I don't know. It may well be that by the time Linux is seriously in
contention for cc-NUMA, the number of architectures will be seriously
reduced, in much the same way that the number of architectures for general
purpose computers got shook out in the '80s and '90s. In that case, my dire
warning won't really matter, and best practice and possibly even simple
algorithms will work.
One of the things I investigated at HP Labs in the mid 90s was on-the-fly
configuration by algorithm substitution. There was some good work on
underlying technology for the nitty part of substituting algorithms done at
the Oregon Graduate Center. This is substitution, rather than run time
choice, to avoid the overhead of making the algorithm-choice branch
frequently at runtime, and is an attempt to generalize techniques like
back-patching the memory copy routines at boot time.

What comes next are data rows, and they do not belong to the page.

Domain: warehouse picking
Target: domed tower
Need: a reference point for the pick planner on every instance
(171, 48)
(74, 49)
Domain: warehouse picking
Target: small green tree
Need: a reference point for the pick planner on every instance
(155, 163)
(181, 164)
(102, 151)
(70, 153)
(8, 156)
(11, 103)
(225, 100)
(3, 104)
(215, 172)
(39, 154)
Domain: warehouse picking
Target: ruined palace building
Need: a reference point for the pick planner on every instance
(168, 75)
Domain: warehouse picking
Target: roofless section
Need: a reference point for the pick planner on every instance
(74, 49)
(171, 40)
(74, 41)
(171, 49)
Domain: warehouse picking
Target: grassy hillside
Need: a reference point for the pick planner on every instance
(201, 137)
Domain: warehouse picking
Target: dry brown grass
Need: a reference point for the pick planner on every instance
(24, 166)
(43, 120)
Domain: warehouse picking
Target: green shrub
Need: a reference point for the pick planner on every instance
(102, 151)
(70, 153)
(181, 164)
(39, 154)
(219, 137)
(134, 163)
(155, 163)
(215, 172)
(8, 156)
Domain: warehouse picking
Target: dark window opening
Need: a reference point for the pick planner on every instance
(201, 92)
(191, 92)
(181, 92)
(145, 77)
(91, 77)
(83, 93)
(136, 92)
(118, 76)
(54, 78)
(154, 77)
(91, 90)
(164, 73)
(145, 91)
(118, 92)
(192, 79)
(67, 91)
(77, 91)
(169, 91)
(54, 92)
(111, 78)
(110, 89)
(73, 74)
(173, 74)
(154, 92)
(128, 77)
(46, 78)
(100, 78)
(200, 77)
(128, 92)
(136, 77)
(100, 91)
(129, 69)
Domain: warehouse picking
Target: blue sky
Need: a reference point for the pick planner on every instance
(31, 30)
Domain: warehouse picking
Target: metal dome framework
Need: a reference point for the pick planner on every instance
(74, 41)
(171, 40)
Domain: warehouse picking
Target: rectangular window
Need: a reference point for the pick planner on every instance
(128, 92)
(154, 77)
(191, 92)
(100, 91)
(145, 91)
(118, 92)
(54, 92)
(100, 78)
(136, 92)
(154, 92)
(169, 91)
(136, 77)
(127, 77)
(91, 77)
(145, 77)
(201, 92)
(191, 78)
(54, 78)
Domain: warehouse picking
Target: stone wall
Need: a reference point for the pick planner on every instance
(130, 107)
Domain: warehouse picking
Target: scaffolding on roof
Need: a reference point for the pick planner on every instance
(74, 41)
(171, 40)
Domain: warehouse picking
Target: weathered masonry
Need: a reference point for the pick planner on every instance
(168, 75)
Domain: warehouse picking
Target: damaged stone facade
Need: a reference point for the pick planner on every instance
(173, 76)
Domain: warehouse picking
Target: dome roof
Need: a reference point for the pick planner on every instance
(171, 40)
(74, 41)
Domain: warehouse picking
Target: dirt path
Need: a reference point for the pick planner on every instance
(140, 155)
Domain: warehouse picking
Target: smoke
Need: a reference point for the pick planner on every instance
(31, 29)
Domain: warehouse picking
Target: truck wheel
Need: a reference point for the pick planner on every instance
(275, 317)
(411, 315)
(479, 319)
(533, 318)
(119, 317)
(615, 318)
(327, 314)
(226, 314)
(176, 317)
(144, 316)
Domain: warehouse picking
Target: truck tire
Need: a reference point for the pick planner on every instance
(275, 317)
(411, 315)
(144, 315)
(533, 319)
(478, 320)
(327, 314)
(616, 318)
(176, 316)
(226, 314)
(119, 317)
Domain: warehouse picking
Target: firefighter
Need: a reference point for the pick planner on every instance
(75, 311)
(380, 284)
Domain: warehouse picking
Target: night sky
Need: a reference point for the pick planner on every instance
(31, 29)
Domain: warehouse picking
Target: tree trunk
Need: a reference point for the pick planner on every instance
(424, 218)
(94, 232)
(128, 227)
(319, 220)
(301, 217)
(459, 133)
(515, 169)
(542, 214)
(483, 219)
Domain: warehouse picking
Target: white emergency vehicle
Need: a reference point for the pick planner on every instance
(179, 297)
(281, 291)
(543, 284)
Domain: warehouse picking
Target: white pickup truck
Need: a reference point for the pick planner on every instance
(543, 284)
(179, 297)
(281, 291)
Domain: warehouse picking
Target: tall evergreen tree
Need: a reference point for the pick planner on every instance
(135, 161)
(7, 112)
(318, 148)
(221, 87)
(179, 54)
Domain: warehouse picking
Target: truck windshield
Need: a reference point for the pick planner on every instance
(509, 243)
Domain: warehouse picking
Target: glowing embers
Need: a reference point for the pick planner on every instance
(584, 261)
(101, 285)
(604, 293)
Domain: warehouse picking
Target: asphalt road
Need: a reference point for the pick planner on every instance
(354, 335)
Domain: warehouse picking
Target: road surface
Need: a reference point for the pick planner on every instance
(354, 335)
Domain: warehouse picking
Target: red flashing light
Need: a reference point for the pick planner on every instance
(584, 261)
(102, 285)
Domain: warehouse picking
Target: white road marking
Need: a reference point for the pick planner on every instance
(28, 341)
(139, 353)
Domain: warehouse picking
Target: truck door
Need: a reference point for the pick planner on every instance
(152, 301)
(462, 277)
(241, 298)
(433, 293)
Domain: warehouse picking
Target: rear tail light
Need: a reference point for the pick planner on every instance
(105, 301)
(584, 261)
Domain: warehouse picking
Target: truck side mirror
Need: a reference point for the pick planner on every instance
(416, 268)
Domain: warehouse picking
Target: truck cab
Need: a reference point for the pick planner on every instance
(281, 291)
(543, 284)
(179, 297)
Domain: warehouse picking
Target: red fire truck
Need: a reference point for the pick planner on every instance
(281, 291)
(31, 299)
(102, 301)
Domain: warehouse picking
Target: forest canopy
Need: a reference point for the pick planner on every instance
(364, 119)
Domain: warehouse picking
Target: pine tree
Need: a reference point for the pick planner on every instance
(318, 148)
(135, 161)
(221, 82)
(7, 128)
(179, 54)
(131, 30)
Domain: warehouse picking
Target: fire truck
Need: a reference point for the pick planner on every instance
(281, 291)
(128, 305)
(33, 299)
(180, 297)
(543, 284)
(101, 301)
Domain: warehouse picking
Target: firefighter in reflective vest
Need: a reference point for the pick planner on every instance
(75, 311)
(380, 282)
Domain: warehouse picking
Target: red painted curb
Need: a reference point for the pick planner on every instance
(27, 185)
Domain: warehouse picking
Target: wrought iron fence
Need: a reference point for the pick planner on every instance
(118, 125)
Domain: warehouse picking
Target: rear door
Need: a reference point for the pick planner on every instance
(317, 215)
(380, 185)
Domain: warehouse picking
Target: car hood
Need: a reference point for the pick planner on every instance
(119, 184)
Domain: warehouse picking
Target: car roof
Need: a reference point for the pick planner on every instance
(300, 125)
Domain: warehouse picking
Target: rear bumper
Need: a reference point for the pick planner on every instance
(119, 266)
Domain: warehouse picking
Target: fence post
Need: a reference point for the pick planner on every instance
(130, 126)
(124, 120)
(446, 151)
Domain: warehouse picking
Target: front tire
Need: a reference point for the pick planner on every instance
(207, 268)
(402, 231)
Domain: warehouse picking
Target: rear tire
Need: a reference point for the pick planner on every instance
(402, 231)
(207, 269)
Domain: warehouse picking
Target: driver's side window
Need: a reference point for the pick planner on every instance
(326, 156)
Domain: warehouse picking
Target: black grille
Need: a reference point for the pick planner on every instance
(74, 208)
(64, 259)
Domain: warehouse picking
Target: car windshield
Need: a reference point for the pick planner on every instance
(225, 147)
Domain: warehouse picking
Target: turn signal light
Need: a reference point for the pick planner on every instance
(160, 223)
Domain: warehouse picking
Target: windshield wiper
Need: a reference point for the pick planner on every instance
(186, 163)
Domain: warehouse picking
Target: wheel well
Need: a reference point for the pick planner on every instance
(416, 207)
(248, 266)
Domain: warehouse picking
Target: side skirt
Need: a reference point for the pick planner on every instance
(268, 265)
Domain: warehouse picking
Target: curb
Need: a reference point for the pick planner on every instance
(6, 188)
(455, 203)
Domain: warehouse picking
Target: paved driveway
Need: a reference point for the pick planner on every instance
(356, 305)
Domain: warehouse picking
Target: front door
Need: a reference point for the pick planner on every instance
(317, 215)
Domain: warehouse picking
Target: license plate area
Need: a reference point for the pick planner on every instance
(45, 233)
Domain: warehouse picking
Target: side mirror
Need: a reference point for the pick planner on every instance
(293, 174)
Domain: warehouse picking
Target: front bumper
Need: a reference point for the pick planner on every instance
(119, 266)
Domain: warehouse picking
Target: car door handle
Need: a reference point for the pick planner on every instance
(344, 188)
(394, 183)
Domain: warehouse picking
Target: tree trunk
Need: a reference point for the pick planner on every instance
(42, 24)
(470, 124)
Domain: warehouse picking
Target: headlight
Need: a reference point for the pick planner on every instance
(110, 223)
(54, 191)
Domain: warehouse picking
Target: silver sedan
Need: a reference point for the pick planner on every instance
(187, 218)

As we all know, the major problem with one-size-fits-all-algorithms is
scalability. Algorithms that are efficient for small N in the order
statistic don't scale well, but algorithms for large N tend to have too much
overhead to justify using them when N is small. List management (of which
operating systems are major users) gives a trivial example. A list that
might have a half dozen items at all is trivial to maintain in sorted order
and to search linearly, while one with thousands of entries an frequent
insertions requires data structures that would have outrageous overhead for
small N, and may never be kept in sorted order at all.
cc-NUMA complicates the problem because not only do you have the dimension
of growth to take into account, which could probably be coped with by
back-patching generalizations, but you also have variation in system design.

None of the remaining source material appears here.